I've been going back to the significant life events of the past couple of years, especially after reading Digital Minimalism by Cal Newport, and managed to discover something really important about myself: I've been growing in a stressful and hurtful environment since about 2016.
The situation is a mix of multiple things:
I noticed that I've been fueled by hatred and ignorance because of the incredibly noisy world we live in. We're inundated with alarming and stressful news every day from multiple sources, all of our social networks and the people we follow, all of our friends and relatives throwing gasoline on the fires, and me overthinking everything that happens.
It is enough.
One of the many steps I've decided to make myself the person I want to be is to stop engaging with most news, especially around politics, economics, and worldwide events that I don't have any control over. Thankfully, I've managed to create a platform for myself that allows me to have a small but important sense of safety that I've lacked for almost my entire life.
My social networks became a source of hate, ignorance, of everyone complaining about things they could easily change in their lives if they wanted to, or fix their problems but don't want to do any work or put any effort into doing so.
I'm cleaning my mind from these things because I know whatever their outcome is, it won't have a significant impact on my current way of living, my working conditions, or my life. It's just noise.

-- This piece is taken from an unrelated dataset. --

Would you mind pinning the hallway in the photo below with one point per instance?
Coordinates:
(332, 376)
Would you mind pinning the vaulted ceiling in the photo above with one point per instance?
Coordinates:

On top of deciding to stop worrying about these external situations, I'm also cleaning up my social networks.
About 5 years ago I started practicing intentional relationships, surrounding myself with smart, good, empathic people. At some point during the past 3 years, I stopped being intentional about it and instead decided to say yes to pretty much anything, I tried to please everyone and I put more attention on the outer world instead of my inner one.
I started to be flexible on the type of people I hang out with, often finding myself in places I didn't want to go to, talking to people who didn't share my values and compromised mine instead.
My Instagram and Twitter were full of people I wasn't interested in or in their inner person, I was just following the crowd, famous or recognized people I didn't honestly care about. I'm cleaning my sources so I can surround myself with people I want to be like, who share great values, ideas and live lives to the standards I want to live mine.
I've been going through a month of cleaning my mind, of purifying my sources, of trying to surround myself with people I want to be like, not with people I'd be ashamed to be caught with on a Saturday night.
The pandemic only made this worse, I wasn't thinking clearly, I wasn't behaving myself to my proper standards and aligned with my moral compass. I've made multiple mistakes because of this, I don't plan to let myself get to the point where I'll make the same mistakes again. I lost my north but I'm slowly and steadily finding it back.
I'm prioritizing my friends, my family, my closest coworkers, the people I want to hang out with, the people I really care about. I'm giving them my best.
I invite you to do the same.
PS. I'm a native Spanish speaker that is still learning English. If you see any typos or grammatical mistakes please let me know. I'd really appreciate it.